If you travelled to Xinjiang twenty years ago then you are a rare westerner to have experience of Uyghur culture. And you are lucky to have done so, and seen the historic Mosques that elsewhere on the Spice Road are being restored (sometimes badly) as part of a rich cultural heritage but are now being destroyed on a massive scale in China. However the persecution has been building for the last twenty years. The same is true for other minorities such as the Mongolians. And many many other minority cultures have been dressed up in dayglo neon and commodified for tourist consumption. But whilst all this was going on it was the cause celebre of Tibet that was prominent in the western consciousness.
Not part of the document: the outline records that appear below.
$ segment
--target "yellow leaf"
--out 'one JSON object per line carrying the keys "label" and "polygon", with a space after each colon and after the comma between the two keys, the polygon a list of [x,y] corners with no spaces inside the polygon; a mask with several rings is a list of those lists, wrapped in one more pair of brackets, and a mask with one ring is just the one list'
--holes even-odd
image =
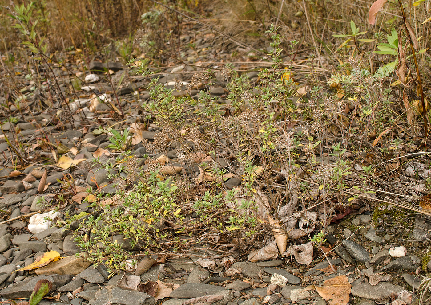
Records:
{"label": "yellow leaf", "polygon": [[63,169],[67,169],[70,168],[72,165],[76,165],[78,163],[81,161],[86,160],[86,159],[78,159],[76,160],[72,160],[67,156],[63,156],[59,159],[57,166],[61,167]]}
{"label": "yellow leaf", "polygon": [[23,267],[20,269],[17,269],[15,271],[32,270],[33,269],[40,268],[41,267],[46,266],[51,262],[58,261],[61,258],[62,258],[60,256],[60,253],[57,251],[48,251],[42,256],[39,257],[37,260],[30,264],[28,266]]}

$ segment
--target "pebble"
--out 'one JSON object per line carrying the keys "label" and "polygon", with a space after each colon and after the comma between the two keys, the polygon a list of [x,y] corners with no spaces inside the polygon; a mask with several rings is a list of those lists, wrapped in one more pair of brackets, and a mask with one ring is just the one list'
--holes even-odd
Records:
{"label": "pebble", "polygon": [[400,292],[403,289],[388,282],[380,282],[375,286],[364,283],[353,287],[350,292],[355,296],[374,300],[382,296],[389,298],[391,293]]}
{"label": "pebble", "polygon": [[369,262],[370,255],[363,246],[348,240],[343,241],[343,245],[352,256],[360,262]]}

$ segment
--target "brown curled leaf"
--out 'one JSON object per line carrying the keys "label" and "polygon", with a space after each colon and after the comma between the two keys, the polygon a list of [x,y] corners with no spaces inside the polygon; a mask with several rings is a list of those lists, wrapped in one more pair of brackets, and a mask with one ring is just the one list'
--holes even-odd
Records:
{"label": "brown curled leaf", "polygon": [[370,11],[368,13],[368,22],[370,25],[374,25],[376,23],[376,15],[386,3],[387,0],[377,0],[371,6]]}
{"label": "brown curled leaf", "polygon": [[45,186],[47,184],[47,177],[48,176],[48,172],[45,169],[44,172],[44,174],[41,178],[41,182],[39,183],[39,186],[37,187],[37,192],[41,194],[45,191]]}

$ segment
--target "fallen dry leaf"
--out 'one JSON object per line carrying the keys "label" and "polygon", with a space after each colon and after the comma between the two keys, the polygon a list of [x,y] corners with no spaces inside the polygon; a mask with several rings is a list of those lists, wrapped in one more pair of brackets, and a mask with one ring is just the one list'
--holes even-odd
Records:
{"label": "fallen dry leaf", "polygon": [[322,287],[315,287],[316,291],[324,299],[329,300],[329,305],[347,305],[352,285],[345,275],[330,278],[323,283]]}
{"label": "fallen dry leaf", "polygon": [[58,163],[57,163],[57,166],[63,169],[67,169],[69,168],[72,165],[76,165],[81,161],[84,161],[86,160],[87,159],[83,158],[73,160],[67,156],[63,156],[59,159]]}
{"label": "fallen dry leaf", "polygon": [[12,178],[12,177],[16,177],[17,176],[19,176],[20,175],[24,175],[23,173],[21,173],[19,170],[14,170],[10,172],[9,174],[9,178]]}
{"label": "fallen dry leaf", "polygon": [[282,255],[293,255],[299,263],[308,266],[313,260],[312,242],[309,241],[303,245],[292,245]]}
{"label": "fallen dry leaf", "polygon": [[96,150],[96,151],[93,153],[93,156],[95,158],[98,158],[104,154],[105,156],[109,156],[111,154],[111,153],[107,149],[100,148],[97,148]]}
{"label": "fallen dry leaf", "polygon": [[260,261],[275,259],[278,256],[278,249],[277,247],[277,242],[274,240],[260,250],[256,250],[250,253],[248,256],[248,260],[253,262],[256,262]]}
{"label": "fallen dry leaf", "polygon": [[32,270],[33,269],[40,268],[44,266],[46,266],[51,262],[58,261],[61,258],[60,253],[57,251],[50,251],[38,257],[34,262],[28,266],[23,267],[19,269],[17,269],[13,272],[24,270]]}
{"label": "fallen dry leaf", "polygon": [[[34,172],[34,171],[33,171]],[[33,174],[34,175],[34,174]],[[46,188],[45,187],[46,186],[47,188],[48,187],[47,184],[47,177],[48,176],[48,172],[45,169],[45,171],[44,172],[43,174],[42,175],[42,177],[41,178],[41,181],[39,182],[39,186],[37,187],[37,192],[39,194],[45,191]]]}
{"label": "fallen dry leaf", "polygon": [[172,283],[164,283],[160,280],[157,280],[157,292],[154,297],[155,301],[169,297],[171,293],[180,287],[179,284],[174,284]]}

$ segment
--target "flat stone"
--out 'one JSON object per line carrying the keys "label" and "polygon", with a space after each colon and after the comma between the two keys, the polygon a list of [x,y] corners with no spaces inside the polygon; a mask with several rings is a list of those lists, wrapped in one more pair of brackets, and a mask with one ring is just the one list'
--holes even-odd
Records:
{"label": "flat stone", "polygon": [[286,299],[290,298],[290,291],[295,289],[303,289],[301,286],[284,286],[281,290],[281,295]]}
{"label": "flat stone", "polygon": [[418,214],[415,218],[413,229],[413,238],[422,241],[431,237],[431,223],[426,218]]}
{"label": "flat stone", "polygon": [[335,253],[349,264],[355,262],[355,259],[352,257],[343,245],[340,245],[335,248]]}
{"label": "flat stone", "polygon": [[69,275],[36,275],[24,280],[13,284],[11,287],[6,287],[0,290],[0,294],[3,298],[15,299],[28,299],[34,289],[36,283],[40,280],[47,280],[52,283],[52,291],[55,291],[57,287],[62,286],[70,281],[72,277]]}
{"label": "flat stone", "polygon": [[12,264],[0,267],[0,284],[3,283],[10,276],[10,274],[16,270],[16,265]]}
{"label": "flat stone", "polygon": [[380,264],[385,259],[390,256],[389,251],[387,249],[382,250],[379,252],[378,252],[375,255],[371,258],[370,263],[371,264]]}
{"label": "flat stone", "polygon": [[11,264],[16,264],[19,262],[24,260],[29,255],[33,253],[31,249],[23,249],[20,251],[17,251],[15,253],[15,256]]}
{"label": "flat stone", "polygon": [[289,284],[296,285],[301,283],[301,279],[284,269],[276,269],[275,268],[264,268],[263,270],[270,274],[273,274],[274,273],[281,274],[287,279],[287,283]]}
{"label": "flat stone", "polygon": [[202,283],[209,276],[210,272],[206,269],[195,267],[190,272],[187,283]]}
{"label": "flat stone", "polygon": [[401,256],[391,262],[387,265],[381,268],[380,271],[394,269],[415,271],[419,267],[417,265],[413,263],[409,257]]}
{"label": "flat stone", "polygon": [[19,244],[25,241],[28,241],[31,238],[31,234],[18,234],[13,237],[12,243],[19,246]]}
{"label": "flat stone", "polygon": [[241,268],[241,273],[247,277],[255,278],[258,276],[259,271],[263,272],[263,268],[259,267],[256,263],[247,262],[238,262],[232,265],[232,268]]}
{"label": "flat stone", "polygon": [[15,194],[9,194],[5,195],[3,196],[3,198],[0,199],[0,203],[4,203],[9,206],[21,202],[22,200],[22,198],[20,196],[17,196]]}
{"label": "flat stone", "polygon": [[75,237],[72,234],[69,234],[64,237],[63,243],[63,252],[67,256],[72,256],[80,252],[81,249],[76,245]]}
{"label": "flat stone", "polygon": [[351,293],[359,298],[374,300],[382,297],[387,299],[391,293],[401,292],[403,289],[403,287],[388,282],[380,282],[374,286],[368,283],[364,283],[353,287]]}
{"label": "flat stone", "polygon": [[121,305],[153,305],[155,302],[153,297],[144,293],[107,286],[96,292],[94,298],[90,300],[88,305],[103,305],[107,303]]}
{"label": "flat stone", "polygon": [[362,263],[370,262],[370,255],[363,246],[347,239],[342,242],[349,254],[355,259]]}
{"label": "flat stone", "polygon": [[19,244],[20,250],[31,249],[34,253],[46,251],[47,244],[41,241],[23,241]]}
{"label": "flat stone", "polygon": [[418,290],[419,286],[422,283],[422,281],[419,277],[409,273],[403,273],[401,276],[410,287],[413,288],[415,291]]}
{"label": "flat stone", "polygon": [[171,298],[197,298],[214,294],[225,290],[224,287],[215,285],[190,283],[183,284],[171,293]]}
{"label": "flat stone", "polygon": [[226,284],[225,289],[234,289],[237,291],[240,291],[244,289],[248,289],[250,287],[251,287],[251,285],[248,283],[238,280]]}
{"label": "flat stone", "polygon": [[66,292],[66,291],[72,292],[78,289],[80,287],[82,287],[82,285],[84,285],[84,280],[83,279],[79,277],[76,277],[74,280],[72,280],[70,282],[63,286],[62,286],[57,290],[59,292]]}
{"label": "flat stone", "polygon": [[25,190],[23,184],[11,180],[7,180],[4,184],[0,186],[0,191],[5,194],[20,193]]}
{"label": "flat stone", "polygon": [[[38,233],[34,234],[31,236],[31,238],[35,239],[36,240],[40,240],[41,239],[44,238],[46,237],[50,236],[51,234],[56,231],[58,229],[58,228],[56,227],[50,228],[49,229],[47,229],[44,231],[39,232]],[[13,240],[12,242],[13,242]]]}
{"label": "flat stone", "polygon": [[12,235],[9,233],[0,237],[0,252],[4,252],[9,249],[12,243]]}
{"label": "flat stone", "polygon": [[45,267],[35,270],[36,274],[78,274],[88,268],[91,263],[87,259],[76,256],[71,256],[50,263]]}
{"label": "flat stone", "polygon": [[260,305],[260,303],[256,298],[251,298],[240,303],[240,305]]}
{"label": "flat stone", "polygon": [[258,267],[277,267],[283,264],[281,259],[274,259],[272,261],[265,261],[256,263]]}
{"label": "flat stone", "polygon": [[97,269],[89,267],[79,274],[79,277],[88,283],[94,284],[101,284],[105,281],[105,277],[102,275]]}

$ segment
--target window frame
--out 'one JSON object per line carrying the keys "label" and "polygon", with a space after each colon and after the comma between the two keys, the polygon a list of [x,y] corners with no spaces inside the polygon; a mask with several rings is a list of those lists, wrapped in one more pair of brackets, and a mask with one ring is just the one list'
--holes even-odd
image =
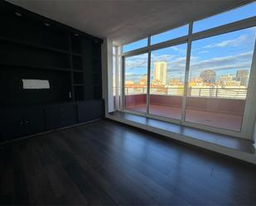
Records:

It took a million people being herded into camps for it to start to appear in western MSM.

DGRossetti · 29/07/2020 10:51

Seen on Twitter for the German speakers ... I can make out a word or two, but don't know if it should be sung ...

Pizzakarton Grin

Westministenders: A Year of Johnson
DGRossetti · 29/07/2020 11:11

Eventually cronyism is a risk to ever citizen in the country. Something we'd do well to bear in mind in the UK.

www.theguardian.com/us-news/2020/jul/28/trump-president-diplomats-ambassadors

The US ambassador to Iceland, a dermatologist and major Republican donor, reportedly became so paranoid about his security he asked to carry a gun and to be taken everywhere in an armoured car.

Despite the absence of particular security concerns, the embassy in Reykjavik advertised in the local press for bodyguards, to placate the ambassador, Jeffrey Ross Gunter.

Gunter’s alleged antics are not an isolated case. A record share of Donald Trump’s ambassadorial appointments have been political, mostly rewards for big-money donors, and his nominees have frequently stood out for their lack of qualifications or aptitude.

A report to be published on Tuesday by Senate Democrats on the current situation at the state department, titled Diplomacy in Crisis, said: “While it is true that every administration has its share of questionable appointments, the Trump administration’s choices have gone beyond the pale, jeopardizing the department’s ability to safeguard our nation’s interests.”